There are still folks who live the "old school" lifestyle and do not carry a cell or smartphone. For the audiophile, CD also has a greater frequency range than what is available in digital download formats.

Do not be a distracted driver and text or use a cellphone while driving. People die that way; keep your eyes and mind on the road.

Just to play devil's advocate there is so much noise present in a car that I doubt it's possible to tell a difference in audio quality in most situations.

I can also remember shuffling CDs around inside a moving car (was still doing it a couple years ago) and it was more distracting than my current setup with phone and bluetooth connection. I'm able to control most of my phones music functions from the radio screen.

I'm sure there are plenty of cheap devices that allow you to install audio files onto them and then connect and play through bluetooth devices. I ripped all my CDs to audio files and then transferred them to a micro SD card which I then installed into my phone. Many car radios accept USB inputs so you could also put them on a thumb drive.

Alan
 
Or change CDs around traffic, especially cyclists. That killed a 5yo kid near where I lived, and it notably changed my behavior.
Very true. That is why I wait until I am stopped or let my passenger do the changing.

The same goes with the touch screen in my car. I realized that when using the touchscreen, the driver's eyes are off the road for quite a distance at driving speed. It is scary out there when you start counting how many times you have seen a car veering into the next lane or onto the rumble strip of the road and suddenly jerk back into their lane; I gave up road biking a few years ago due to the obviously distracted (or drugged) drivers.

Lets keep it safe as possible out there.
 
Why does one need a CD player? Just download your favorite songs to your phone and then connect the phone to your car/Subaru and play them. I don’t understand why people don’t connect their phones to their vehicles and use all the features available to them, GPS, texting, hands free phone, their favorite music, etc.

  • 300+ CDs
  • Don’t own a computer and don’t want to
  • Don’t want to give toyota the contents of my phone
  • Don’t want to talk on the phone via the car (or much at all really)
  • Certainly don’t want to text while driving. Whatever it is it can wait.
  • My Garmin is superior to any of the onboard nav or Apple Maps.
  • One must have Siri activated to use car play, and I have Siri as locked away as I can. I’d prefer to delete that annoyance.
The only thing I like about my “infotainment” system is that I can turn the too-big and distracting display off.

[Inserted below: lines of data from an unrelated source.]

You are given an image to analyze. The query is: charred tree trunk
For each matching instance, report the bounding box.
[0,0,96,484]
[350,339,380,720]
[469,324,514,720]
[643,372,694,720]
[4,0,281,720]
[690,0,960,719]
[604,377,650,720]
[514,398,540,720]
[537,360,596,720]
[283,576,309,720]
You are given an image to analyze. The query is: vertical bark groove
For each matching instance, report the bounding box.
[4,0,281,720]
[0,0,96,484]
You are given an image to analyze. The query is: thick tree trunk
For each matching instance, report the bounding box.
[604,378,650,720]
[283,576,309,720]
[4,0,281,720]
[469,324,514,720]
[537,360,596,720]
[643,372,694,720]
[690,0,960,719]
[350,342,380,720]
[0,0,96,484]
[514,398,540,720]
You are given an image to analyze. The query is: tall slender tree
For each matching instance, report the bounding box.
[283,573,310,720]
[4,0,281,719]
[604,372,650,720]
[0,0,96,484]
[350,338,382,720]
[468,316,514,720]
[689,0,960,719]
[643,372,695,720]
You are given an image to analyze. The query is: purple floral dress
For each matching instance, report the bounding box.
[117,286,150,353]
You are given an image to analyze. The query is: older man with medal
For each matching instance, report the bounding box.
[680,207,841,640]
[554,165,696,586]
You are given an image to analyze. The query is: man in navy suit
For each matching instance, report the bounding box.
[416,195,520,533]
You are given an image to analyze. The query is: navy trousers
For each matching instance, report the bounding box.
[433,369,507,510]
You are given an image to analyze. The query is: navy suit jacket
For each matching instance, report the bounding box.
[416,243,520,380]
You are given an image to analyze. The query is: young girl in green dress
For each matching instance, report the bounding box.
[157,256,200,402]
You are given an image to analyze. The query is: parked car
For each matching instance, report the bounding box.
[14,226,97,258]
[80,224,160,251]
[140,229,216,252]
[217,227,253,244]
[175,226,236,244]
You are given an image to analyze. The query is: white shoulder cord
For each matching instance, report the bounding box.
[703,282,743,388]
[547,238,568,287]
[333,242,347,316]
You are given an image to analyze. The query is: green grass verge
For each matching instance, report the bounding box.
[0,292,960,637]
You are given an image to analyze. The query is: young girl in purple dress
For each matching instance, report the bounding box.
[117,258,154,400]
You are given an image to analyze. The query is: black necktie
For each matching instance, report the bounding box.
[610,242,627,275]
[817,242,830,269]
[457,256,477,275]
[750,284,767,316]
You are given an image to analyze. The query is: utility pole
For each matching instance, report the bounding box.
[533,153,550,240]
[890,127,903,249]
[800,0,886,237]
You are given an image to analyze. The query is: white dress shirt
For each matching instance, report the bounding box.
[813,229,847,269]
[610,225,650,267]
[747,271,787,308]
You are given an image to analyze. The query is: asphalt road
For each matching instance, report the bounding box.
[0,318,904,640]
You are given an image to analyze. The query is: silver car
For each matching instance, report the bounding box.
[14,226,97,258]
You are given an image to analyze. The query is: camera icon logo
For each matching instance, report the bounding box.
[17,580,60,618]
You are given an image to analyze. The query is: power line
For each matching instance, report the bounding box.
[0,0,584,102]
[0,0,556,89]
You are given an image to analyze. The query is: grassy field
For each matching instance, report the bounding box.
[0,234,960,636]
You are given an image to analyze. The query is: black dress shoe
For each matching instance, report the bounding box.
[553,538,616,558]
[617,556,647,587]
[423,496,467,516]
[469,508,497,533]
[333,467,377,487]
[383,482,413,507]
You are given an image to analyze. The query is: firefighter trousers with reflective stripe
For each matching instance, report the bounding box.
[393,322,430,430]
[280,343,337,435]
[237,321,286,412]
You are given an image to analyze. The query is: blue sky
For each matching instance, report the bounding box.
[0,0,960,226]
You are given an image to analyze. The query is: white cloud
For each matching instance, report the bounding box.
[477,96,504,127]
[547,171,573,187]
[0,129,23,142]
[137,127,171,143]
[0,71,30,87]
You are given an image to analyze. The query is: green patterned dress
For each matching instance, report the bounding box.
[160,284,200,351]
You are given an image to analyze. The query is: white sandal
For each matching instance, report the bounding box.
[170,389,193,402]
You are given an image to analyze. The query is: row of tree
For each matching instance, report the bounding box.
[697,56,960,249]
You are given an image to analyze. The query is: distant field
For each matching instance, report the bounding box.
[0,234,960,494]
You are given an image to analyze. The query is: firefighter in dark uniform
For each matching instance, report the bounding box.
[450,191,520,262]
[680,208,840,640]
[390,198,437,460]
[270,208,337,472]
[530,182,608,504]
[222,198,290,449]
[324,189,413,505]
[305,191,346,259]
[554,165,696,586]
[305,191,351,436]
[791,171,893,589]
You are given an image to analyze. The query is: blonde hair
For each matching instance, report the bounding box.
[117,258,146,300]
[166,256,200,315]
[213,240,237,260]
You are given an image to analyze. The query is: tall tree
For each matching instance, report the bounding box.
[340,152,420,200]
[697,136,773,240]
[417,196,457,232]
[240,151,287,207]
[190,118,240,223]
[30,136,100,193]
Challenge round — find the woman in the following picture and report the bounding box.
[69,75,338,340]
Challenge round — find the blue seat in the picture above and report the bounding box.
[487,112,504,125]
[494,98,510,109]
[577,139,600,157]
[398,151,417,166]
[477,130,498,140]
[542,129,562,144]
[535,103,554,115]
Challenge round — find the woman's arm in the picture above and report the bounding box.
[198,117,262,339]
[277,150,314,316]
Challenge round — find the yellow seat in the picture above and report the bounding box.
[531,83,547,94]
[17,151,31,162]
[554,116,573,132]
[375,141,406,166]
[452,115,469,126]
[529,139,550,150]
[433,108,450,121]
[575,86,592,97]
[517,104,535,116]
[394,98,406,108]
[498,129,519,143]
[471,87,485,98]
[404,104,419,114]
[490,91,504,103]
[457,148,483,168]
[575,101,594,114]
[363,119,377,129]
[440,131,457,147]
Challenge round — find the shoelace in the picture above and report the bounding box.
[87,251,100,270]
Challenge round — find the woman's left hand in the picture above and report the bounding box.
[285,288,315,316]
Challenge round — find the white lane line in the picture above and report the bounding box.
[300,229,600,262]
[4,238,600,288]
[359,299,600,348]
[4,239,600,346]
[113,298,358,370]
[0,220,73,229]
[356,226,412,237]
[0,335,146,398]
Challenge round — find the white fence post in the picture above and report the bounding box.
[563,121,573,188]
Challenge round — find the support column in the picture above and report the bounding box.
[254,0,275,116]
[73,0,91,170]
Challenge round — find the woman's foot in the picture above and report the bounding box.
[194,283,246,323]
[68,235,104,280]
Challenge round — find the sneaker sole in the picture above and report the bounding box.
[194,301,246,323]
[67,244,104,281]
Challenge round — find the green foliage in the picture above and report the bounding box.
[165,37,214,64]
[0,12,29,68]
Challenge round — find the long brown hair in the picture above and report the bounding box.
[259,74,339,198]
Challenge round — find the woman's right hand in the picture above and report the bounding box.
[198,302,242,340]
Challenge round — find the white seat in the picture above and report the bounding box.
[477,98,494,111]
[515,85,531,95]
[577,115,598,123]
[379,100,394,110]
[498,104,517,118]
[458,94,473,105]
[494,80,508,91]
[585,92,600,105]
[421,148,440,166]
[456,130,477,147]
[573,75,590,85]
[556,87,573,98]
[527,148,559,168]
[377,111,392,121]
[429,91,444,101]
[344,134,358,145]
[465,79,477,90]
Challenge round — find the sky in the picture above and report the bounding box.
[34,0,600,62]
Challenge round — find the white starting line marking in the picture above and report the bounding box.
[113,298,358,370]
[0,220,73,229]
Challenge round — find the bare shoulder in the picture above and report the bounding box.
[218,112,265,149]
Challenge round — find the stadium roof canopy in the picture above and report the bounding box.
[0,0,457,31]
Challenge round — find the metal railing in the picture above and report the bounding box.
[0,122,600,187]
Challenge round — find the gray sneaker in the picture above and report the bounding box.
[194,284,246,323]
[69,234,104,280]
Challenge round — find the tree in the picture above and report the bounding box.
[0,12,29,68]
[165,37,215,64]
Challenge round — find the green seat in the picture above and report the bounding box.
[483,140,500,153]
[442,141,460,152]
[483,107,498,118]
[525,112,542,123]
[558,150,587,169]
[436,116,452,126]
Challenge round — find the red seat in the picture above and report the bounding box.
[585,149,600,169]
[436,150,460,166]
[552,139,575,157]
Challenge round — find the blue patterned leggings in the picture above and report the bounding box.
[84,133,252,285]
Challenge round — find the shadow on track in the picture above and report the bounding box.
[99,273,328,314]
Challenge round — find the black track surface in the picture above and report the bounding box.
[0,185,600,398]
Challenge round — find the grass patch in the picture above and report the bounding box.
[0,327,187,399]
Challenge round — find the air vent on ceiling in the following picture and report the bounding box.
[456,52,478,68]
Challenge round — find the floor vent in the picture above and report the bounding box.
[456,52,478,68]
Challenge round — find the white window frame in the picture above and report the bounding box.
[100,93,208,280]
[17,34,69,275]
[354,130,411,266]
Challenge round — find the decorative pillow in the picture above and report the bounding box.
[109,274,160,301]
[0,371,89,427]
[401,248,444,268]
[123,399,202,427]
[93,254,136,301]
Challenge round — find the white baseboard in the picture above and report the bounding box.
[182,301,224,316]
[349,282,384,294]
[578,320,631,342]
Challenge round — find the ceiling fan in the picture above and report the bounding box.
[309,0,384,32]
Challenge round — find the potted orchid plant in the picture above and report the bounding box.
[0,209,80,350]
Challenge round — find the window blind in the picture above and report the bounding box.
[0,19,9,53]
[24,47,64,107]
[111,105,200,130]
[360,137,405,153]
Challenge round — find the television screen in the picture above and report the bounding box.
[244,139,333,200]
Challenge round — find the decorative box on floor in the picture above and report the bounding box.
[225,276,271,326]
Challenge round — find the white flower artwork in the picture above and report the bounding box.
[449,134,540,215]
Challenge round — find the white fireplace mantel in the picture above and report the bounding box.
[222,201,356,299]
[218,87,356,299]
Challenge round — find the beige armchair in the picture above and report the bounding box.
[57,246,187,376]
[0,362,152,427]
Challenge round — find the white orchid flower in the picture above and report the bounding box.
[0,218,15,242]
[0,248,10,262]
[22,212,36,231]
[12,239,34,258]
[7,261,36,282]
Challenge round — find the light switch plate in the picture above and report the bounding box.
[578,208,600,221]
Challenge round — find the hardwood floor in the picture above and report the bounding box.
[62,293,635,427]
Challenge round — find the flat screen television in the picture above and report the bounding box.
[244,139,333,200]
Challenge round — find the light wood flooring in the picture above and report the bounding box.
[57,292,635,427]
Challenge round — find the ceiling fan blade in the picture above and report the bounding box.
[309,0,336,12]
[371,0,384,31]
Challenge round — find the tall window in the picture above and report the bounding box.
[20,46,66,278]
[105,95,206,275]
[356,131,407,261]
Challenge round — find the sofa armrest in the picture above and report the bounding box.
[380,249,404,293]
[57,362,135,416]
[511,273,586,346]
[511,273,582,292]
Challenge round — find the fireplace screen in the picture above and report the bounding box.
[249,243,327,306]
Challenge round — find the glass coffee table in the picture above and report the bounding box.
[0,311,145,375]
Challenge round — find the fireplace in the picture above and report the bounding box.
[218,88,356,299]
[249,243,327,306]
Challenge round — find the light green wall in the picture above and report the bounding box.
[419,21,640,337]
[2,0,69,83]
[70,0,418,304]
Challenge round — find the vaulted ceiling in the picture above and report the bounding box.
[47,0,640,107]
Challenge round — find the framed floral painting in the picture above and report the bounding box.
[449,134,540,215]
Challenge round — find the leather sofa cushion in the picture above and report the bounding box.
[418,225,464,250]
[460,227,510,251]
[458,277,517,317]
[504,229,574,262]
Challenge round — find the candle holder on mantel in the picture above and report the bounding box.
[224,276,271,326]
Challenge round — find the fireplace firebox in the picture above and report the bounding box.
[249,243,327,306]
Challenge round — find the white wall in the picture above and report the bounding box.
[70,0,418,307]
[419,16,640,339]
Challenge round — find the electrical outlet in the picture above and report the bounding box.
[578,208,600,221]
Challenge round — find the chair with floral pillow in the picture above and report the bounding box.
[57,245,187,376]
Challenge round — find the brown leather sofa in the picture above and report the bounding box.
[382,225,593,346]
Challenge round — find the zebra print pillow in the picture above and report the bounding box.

You know what? I still have cassettes that work in the player in my garage. Cassettes work fine in a car too.
 
Last edited:
I think when the day comes that I find my 2002 Tacoma converted to a pile of rubble in my driveway (unfortunately Toyota won't pay for a SECOND frame replacement), I will strip it of anything useful which might be primarily the factory installed combo AM/FM, CD and Cassette player.

1714384809175.png

4wd / 5-speed manual, no power windows/locks/mirrors, no AC, no cameras, analogue display, driver airbag shutoff. The only real concession to "modern engineering" is that unlike it's predecessor you don't need to get out and turn the hubs to switch in/out of 4wd mode.

Pic is from 6 years ago, it has unfortunately deteriorated quite a bit since then. I dread having to shop for a replacement.